Я не должна была потерять Эдварда. Я не хотела его терять! Но уже теряла и не могла ничего с этим поделать! Бессилие убивало, ввергало в отчаяние. Как мне пережить все эти бесконечно долгие месяцы в ожидании зимы?! Как я смогу ее дождаться и не сойти с ума? Как?!
Я всхлипывала и подвывала, обхватив себя за ноги и все крепче вжимаясь лбом в колени, когда морозное покалывание коснулось моей руки. Глупо было думать, что запертая дверь сможет остановить существо, способное проходить сквозь стены.
- Прости меня, Белла! Прости, если можешь… - Эдвард сел рядом со мной и притянул меня к себе, обволакивая приятной прохладой, а я не стала сопротивляться, до боли нуждаясь в нём. - Я не имел права вторгаться в твою жизнь. Это было очень эгоистично. Я всегда был эгоистом, Белла, всю свою жизнь… Но поверь, я не хотел причинять тебе боль. Почему-то мы всегда делаем больно тем, кто нам по-настоящему дорог. Как видно, даже могила не может нас исправить… Меня так уж точно.
- Может, это потому, что у тебя её нет? - судорожно всхлипнула я, положив голову ему на плечо и неловко проведя по мокрому лицу ладонью, размазывая слезы.
- Почему нет? Мне кажется, урну с прахом в семейном склепе вполне можно считать могилой, - ласково поглаживая меня по спине, с усмешкой заметил он.
- Какая еще урна? Какой такой склеп? – отстранившись от Эдварда, спросила я, от удивления даже перестав плакать.
- Обычная урна с обычным прахом в самом обычном семейном склепе в Грейсленде². Звучит, конечно, пафосно, - поморщился Эдвард, - но не думаю, что дело в пафосе. Построить склеп и ввести семейную традицию кремации было идеей моего прадеда. Я полагаю, что, всю жизнь провозивших с древними скелетами, он просто не захотел, чтобы, спустя несколько веков, кто-то точно так же копался в его останках.

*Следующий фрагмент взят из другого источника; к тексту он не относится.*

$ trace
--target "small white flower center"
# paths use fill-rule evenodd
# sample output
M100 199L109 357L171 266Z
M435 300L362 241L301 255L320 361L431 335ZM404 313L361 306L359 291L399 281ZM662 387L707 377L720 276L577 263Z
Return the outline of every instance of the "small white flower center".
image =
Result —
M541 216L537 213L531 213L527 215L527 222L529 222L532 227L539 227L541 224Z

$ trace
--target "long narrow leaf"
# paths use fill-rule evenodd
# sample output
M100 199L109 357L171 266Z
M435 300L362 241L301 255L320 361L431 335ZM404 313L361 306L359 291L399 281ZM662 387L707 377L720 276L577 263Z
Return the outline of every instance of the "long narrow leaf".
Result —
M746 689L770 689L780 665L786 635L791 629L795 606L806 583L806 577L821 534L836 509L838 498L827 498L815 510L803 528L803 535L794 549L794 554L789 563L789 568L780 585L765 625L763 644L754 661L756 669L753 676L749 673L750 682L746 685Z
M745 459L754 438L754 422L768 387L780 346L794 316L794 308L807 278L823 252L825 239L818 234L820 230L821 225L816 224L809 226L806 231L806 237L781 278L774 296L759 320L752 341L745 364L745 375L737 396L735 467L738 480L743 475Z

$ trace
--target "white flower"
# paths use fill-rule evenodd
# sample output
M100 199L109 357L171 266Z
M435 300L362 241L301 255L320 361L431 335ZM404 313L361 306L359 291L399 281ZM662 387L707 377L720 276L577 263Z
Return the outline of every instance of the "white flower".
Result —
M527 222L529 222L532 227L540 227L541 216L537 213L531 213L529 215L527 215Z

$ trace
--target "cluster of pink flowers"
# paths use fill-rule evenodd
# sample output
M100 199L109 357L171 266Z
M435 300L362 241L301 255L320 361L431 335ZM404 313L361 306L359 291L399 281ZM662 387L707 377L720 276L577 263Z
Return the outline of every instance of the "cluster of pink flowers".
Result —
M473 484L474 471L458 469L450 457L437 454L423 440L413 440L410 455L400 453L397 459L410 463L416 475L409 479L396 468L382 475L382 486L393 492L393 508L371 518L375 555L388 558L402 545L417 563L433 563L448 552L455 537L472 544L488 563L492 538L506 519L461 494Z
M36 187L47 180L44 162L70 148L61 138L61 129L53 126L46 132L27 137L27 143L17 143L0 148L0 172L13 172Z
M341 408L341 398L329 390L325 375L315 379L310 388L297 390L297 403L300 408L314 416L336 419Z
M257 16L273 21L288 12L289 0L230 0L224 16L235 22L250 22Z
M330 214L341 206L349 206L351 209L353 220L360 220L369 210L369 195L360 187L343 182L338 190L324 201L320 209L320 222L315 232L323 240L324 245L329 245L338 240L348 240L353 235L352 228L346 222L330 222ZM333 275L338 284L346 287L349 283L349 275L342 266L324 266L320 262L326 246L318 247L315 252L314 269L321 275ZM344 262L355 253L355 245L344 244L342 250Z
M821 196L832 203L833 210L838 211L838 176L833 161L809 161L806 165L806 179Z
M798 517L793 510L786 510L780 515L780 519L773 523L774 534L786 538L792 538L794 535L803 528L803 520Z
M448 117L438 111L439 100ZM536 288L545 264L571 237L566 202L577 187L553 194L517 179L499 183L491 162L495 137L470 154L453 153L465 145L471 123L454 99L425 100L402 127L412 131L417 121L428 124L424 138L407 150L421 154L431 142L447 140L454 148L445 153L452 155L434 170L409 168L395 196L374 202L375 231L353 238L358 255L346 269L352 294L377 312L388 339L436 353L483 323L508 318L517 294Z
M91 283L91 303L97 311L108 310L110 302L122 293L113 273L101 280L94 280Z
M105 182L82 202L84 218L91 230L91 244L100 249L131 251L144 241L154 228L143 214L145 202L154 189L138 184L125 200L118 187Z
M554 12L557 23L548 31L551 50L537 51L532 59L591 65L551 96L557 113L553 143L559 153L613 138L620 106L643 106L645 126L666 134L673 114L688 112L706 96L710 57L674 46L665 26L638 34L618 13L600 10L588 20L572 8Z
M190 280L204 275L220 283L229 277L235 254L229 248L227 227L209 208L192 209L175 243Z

- Очень предусмотрительно со стороны твоего прадеда, но я спрашивала не об этом. В вашем семейном склепе нет и не может быть урны с твоим прахом, потому что твое тело так и не было найдено Шпицбергене.
- Нет, погоди, - Эдвард нервно поерзал и наклонился ближе, заглядывая мне в глаза. – Я сам видел свое имя на табличке рядом с именем отца, матери и остальных Калленов.
- Может быть, его просто решили выбить там в качестве мемориала, - предположила я. – Чтобы твое имя не кануло бесследно в лету.
- Но это невозможно! – воскликнул Эдвард, вскочив на ноги. – Как меня могли не найти? Ведь я был там, в старом охотничьем домике! Когда сошла лавина, я был вместе с отцом и другими парнями. Я помню это! Как такое возможно?!
- А что если… не знаю, наверное, это безумие, но не большее, чем то, что ты сейчас здесь, со мной… - Внутри меня только что родилась надежда, слепая, ни на чем не основанная вера, от которой я теперь не собиралась так просто отказываться. – Что, если твое тело не нашли, потому что никакого тела не было? Что, если ты не умер? Или же не совсем умер?.. Правда, не знаю, что это означает, но мало ли. – Поднявшись с пола, я замолчала, однако, видя, как в глазах Эдварда вспыхивает та же надежда, что и во мне, с энтузиазмом продолжила: - Конечно, до тебя я не была знакома ни с одним привидением, но согласись, что призрак из тебя вышел какой-то неправильный. Чего только стоит ваша странная связь со снегом!
- Как же мне хочется, чтобы все было так! – он положил ладони мне на плечи и сильно сжал их. – Но если мы вдруг ошибаемся, я умру во второй раз. Уже от разочарования.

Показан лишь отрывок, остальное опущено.